Question on single ended vs. fully differential OTA

[talon]

I am having trouble understanding gain in the single ended OTA case and its use in creating an op amp.

Say I have a first stage that is an OTA - diff pair with current source load. This diff pair has transistor M1 on the left and M2 on the right.

In small signal I input Vin at the left input of the diff pair and ground the right input. I take a single ended output at the drain of M2. Then the gain of this stage is positive(?)
A1 = gm1(ro4 || ro2)

I am unsure about the above result. The OTA should have output current Io = -GmVin with the output current Io point out towards the next stage but I am confused about where the negative sign comes from since increasing Vin causes current through M2 to decrease and the output node V1 to increase.
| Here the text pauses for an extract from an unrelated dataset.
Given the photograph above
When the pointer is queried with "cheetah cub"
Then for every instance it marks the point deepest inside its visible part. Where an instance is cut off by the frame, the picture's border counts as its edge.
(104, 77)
If my second stage consists of a common source amplifier with a current source at the source (implemented as a transistor) resulting in a gain of -gm6(ro6 || ro7) , then my total gain is
A1*A2 = -gm1(rop || ro2)gm6(ro6 || ro7)

Now if I disregard the necessary output stage for now (buffer), is what I have an op amp? Shouldn't the total gain be positive Vo=A(V+ - V-) where V+ is Vin and V- is grounded.

What is incorrect about my logic?

Thanks,

talon

 

[erikl]

In small signal I input Vin at the left input of the diff pair and ground the right input. I take a single ended output at the drain of M2. Then the gain of this stage is positive(?)

Yes. 2 voltage inversions.

A1 = gm1(ro4 || ro2)

Correct.

I am unsure about the above result. The OTA should have output current Io = -GmVin with the output current Io point out towards the next stage but I am confused about where the negative sign comes from since increasing Vin causes current through M2 to decrease

This is true for the current (transconductance).

... and the output node V1 to increase.

That's why your voltage gain is positive.

If my second stage consists of a common source amplifier with a current source at the source (implemented as a transistor) resulting in a gain of -gm6(ro6 || ro7) , then my total gain is A1*A2 = -gm1(rop || ro2)gm6(ro6 || ro7)

Ok.

Now if I disregard the necessary output stage for now (buffer), is what I have an op amp?

No, it's still an OTA. For an opAmp, you need the buffer.

Shouldn't the total gain be positive Vo=A(V+ - V-) where V+ is Vin and V- is grounded.

For feedback you must feed back (a part of) the output voltage to the inverting input, no matter where your Vin is connected to. Moreover, you can always reverse your input differential connection points.